Security imperatives outweigh imported norms

By Ehud Eiran, July 1, 2013

This debate about the initiative to establish a WMD-free zone in the Middle East is, it seems to me, characterized by two competing outlooks. According to one, weapons of mass destruction are a realm unto themselves, independent of broader regional security issues, and WMDs can be governed by norms and effective institutions. This approach is not something that I have espoused in this discussion, but it does represent a world in which I would prefer to live.

According to the other perspective, weapons of mass destruction are an extension of the region's broader political cleavages—cleavages that have an inescapable violent dimension. The development, deployment, and use of WMDs are driven by material interests and security concerns. Sadly, this is the world in which we live. Or at least it's the Middle East that actually exists.

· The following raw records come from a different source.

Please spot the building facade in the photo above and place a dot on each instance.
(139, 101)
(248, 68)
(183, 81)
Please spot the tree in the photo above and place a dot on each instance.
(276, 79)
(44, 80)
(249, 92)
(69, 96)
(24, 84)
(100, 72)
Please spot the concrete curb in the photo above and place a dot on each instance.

Three countries in the region have now used chemical weapons against civilians or are strongly suspected of having done so—Iraq and Syria against their own people, and Egypt during the North Yemen Civil War. Another nation, Iran, is under heavy UN sanctions that relate to its nuclear programs. In each of these instances, international norms have failed to override national perceptions of security interests. This suggests that imported norms will not eradicate weapons of mass destruction from the Middle East. Rather, the incentive structure that governs state decisions must be altered. Israel in particular finds its security environment threatening, and this is why it has not chosen so far to join a norm-based security arrangement regarding WMD.

From the Israeli perspective, the WMD-free-zone initiative can seem to spring not from a genuine desire to create a better future for all concerned, but from something nearer the opposite: the desire to erect a set of constraints that will prevent Israel from defending itself. Very few parties in the region have condemned the Syrian regime for using chemical weapons against its own citizens, or condemned Iran for its calls that Israel be destroyed. Abolishing WMDs can seem merely a cover for a political agenda that threatens Israel.

But this is not to say that Israel rejects outright the idea of banning weapons of mass destruction from the region. Indeed, as Martin Malin has noted, Israel is open to discussing arms control, though the process "can only begin after political relationships in the region improve." Israel was always frank about its perspective toward organizing a 2012 conference on WMD, but made no wholesale effort to postpone it. For example, the head of Israel's atomic energy commission made a statement in September 2012 at the general conference of the International Atomic Energy Agency that was critical of the planned meeting. But I understand from an individual connected to the process that the next day a senior Israeli official communicated to process facilitator Jaakko Laajava that the speech should not be understood to mean that Israel would not attend the conference.

I am no blind believer—not in realism and not in Israel's current policies. And I concur to some extent with my colleague Mansour Salsabili's arguments that, in effect, no state is an island and that joint mechanisms can help achieve security. I even concur to some extent that security is tied to states' notions about their own identity. But I am simply not convinced that Israel's identity and its realist outlook are the sole reasons for the failure of regional arms control efforts. I would add that, before Iran's revolution, Israel demonstrated its trust in joint security efforts by maintaining close relations with Tehran. But this alliance collapsed when Tehran—not Jerusalem—underwent a radical change in political and ideological identity.